15 Feb 2015

Here I sit

We used to find it easy putting Bubba to bed, we followed a routine that worked really well; bath, book & milk and then bed.

This was how it went for a couple of years and I'd be downstairs again eating my dinner by 7.30pm. If she was unwell it sometimes went a bit wonky but on the whole I was fairly smug.

Then she hit her threenager year and her brother arrived on the scene and boom! It all went out the window.

Crying would commence when I suggested it was time to head upstairs. Exclations of "but sleeping is boring mummy". After coercion and mild threats She'd then dawddle her way through getting her jimjams on, choosing books and drinking milk. Whichever way she could try and stall bedtime she would.

Then came the "I want the light left on" so we got her a night light. Sometimes "I need water" would be a last ditch attempt at not sleeping. The "I want someone to stay in my room" followed which would result in a mighty meltdown if challenged. I slowly weaned her off this and eventually made my way out of her room over a week to where I would be sat on the stairs.

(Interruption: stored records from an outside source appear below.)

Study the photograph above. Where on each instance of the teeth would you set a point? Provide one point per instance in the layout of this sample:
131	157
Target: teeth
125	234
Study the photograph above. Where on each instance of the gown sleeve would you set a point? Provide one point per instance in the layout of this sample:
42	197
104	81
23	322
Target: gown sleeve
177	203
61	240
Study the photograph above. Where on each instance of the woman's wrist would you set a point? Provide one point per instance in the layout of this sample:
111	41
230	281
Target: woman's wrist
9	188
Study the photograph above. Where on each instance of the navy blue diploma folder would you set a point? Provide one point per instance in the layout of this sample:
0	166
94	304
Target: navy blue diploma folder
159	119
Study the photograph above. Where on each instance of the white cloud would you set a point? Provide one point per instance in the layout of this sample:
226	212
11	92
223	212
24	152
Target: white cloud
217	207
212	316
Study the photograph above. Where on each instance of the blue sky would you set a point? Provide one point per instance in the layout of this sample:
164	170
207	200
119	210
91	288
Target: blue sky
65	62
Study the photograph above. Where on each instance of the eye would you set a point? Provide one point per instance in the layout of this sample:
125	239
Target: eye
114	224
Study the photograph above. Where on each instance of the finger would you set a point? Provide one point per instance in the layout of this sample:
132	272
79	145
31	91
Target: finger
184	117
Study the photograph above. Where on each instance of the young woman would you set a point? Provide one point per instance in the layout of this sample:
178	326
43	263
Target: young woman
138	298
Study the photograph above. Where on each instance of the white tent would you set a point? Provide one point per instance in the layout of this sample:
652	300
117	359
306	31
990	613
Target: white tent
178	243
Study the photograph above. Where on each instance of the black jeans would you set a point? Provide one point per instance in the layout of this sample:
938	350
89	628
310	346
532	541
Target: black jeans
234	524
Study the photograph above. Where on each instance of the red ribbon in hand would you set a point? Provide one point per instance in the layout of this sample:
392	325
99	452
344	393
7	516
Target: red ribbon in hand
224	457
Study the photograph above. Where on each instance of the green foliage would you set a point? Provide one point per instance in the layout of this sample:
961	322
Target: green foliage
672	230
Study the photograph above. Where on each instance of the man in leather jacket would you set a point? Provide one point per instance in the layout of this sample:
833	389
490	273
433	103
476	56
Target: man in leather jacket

Recently this slipped again and I'm back to sitting in her doorway whilst she goes to sleep which at the moment takes about five to ten minutes before she is fully asleep. I've been rather indulgent of late and faithfully sit there. I just don't have the energy (what with neither child sleeping that well presently) and also I'm really aware of how quickly time is slipping away from us. There will come a time that I'm not privy to every thought she has and she won't want me close. I'm on borrowed time and it's actually nice to take ten minutes to sit and listen to everything and nothing all at once. From her door I can hear both children snuffling themselves into dream land, I can hear silence beyond my watch tower. A silence that hasn't been there all day, it provides me with time to pause. I can think of things I want to do, how exhausted I feel and how lucky I am.

It's probably not too long before I loose a little of my magic, when school starts properly I won't be the most important influence, there will be friends, teachers and new things she's learnt that will supersede me.

So for now, if you want me at half past seven, I'll be here, sat waiting for my baby to fall asleep. How bad can that be!